Ben ona talibim!
Mutluluğu beraber yakalayalım mı Ceyhun?
Hep söylerim ya benim bu dizinin en sevdiğim yanı operasyonlarıdır. Hele de ince işlenmiş ve tüm bölüme yayılmış operasyonlar benim canımdır. Son bölümlerde ince işlenen sık dokunan operasyonlar izlemez olduk. Bu bölümde ise çok keyifli bir operasyon izledik. Evet, operasyon çok iyiydi ve ayrıntılardan zevkle bahsedeceğim ama oraya gelmeden önce kafamın içinde dönüp duran soruyu sizinle paylaşmak istiyorum.


Vicdanının sesini dinle bak ne diyor?

Nevizadeler’i neden sevdik? Biz pis işler yapan bir hırsızlık çetesini sevmedik. Biz vicdanları yollarını aydınlatan, kötüden alıp iyiye veren ve en önemlisi de bu operasyonları bir amaç uğruna yapan çeteyi sevdik. Gelin görün ki işin rengi değişti. Geçen hafta Greta istemediği halde sırf Firuz Efendi öyle istiyor diye zorla gönderildi. Bu hafta şartlı tahliye olan bir adam yine sırf Firuz’un işini bozuyor diye tekrar hapse gönderildi. Peki, nerde kaldı bizim vicdan nerde kaldı bizim adalet? Diyeceksiniz ki ne yapsın adamlar kendi paçalarını kurtarmak için Firuz’un dediklerini yapmak zorundalar. Haklısınız ama benim derdim hikâyenin gidişatıyla ilgili. Bizim hikâyemiz bu şekilde devam etmemeliydi.

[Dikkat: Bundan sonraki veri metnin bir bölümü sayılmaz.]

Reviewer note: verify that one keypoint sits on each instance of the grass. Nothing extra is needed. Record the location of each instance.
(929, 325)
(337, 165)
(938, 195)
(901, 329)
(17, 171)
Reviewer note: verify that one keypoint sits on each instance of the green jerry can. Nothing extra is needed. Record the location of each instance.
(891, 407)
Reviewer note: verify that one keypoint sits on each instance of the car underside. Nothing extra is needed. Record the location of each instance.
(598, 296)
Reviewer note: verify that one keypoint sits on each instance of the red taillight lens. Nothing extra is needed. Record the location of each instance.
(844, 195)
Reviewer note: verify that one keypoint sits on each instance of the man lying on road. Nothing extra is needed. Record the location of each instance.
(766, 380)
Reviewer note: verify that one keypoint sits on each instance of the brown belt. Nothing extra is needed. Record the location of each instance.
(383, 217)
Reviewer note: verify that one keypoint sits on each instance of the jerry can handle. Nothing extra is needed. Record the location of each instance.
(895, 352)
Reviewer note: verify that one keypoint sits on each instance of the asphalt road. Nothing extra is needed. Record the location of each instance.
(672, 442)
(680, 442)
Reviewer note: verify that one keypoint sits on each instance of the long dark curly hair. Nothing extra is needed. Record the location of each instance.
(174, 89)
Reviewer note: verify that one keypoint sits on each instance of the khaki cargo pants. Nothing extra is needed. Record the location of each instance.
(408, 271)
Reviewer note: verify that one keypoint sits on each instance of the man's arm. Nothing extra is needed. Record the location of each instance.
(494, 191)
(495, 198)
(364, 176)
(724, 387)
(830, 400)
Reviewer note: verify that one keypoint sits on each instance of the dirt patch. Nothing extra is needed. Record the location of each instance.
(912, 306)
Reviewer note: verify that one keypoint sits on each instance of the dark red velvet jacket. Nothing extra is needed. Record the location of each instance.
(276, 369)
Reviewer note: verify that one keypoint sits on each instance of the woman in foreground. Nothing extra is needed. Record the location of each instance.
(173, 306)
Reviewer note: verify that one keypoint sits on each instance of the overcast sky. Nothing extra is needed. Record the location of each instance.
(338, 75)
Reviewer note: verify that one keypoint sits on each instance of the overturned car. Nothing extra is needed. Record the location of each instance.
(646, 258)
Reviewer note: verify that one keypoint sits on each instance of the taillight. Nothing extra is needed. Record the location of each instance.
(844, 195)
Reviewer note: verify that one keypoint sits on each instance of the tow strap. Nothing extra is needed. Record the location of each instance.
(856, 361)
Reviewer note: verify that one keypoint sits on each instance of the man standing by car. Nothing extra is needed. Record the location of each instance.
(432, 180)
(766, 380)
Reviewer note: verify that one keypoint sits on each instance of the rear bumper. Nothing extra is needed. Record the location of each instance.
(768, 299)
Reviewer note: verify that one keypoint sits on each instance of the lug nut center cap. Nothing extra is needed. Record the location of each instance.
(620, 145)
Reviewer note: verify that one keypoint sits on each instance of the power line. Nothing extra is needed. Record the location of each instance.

Yine güzel operasyonlar izleyecektik ama vicdanımızın sesi kulaklarımızda ve bir amaç uğruna yapacaktık o işleri. Hikâyenin gidişatından hiç memnun olmamakla birlikte bu güzel bölüme haksızlık etmeyerek değerlendirmemi yapacağım…

Gelelim çok sevdiğim operasyona… Çetemizin görevi şartlı tahliye olan Muammer Coşkun’u (Ruhi Sarı) tekrar hapse göndermekti. ‘Öfke kontrol sorunu olan biri nasıl suça teşvik edilir’in adeta kitabını yazdı Nevizadeler. Herhalde ekibimizin en çok zorlandığı operasyon bu oldu. Şartlı tahliyesini yakmayacağına yemin etmiş Muammer’i öfkelendirmek için kılıktan kılığa giren ekibin bu muhteşem operasyonunu fotoğraflarla yorumlamak istiyorum. Buyurunuz…


Muhteşem ikili hamamda!

Vol.1
Tehlikeli bir denemeydi maazallah kurnadan musalla taşına keskin bir geçiş yaşanabilirdi… Yahu adam hapisten yeni çıkmış, özgürlüğün tadına bile henüz varamamış, önce bir yıkansın paklasın, gevşesin adam, nereye sinirlendiriyorsunuz?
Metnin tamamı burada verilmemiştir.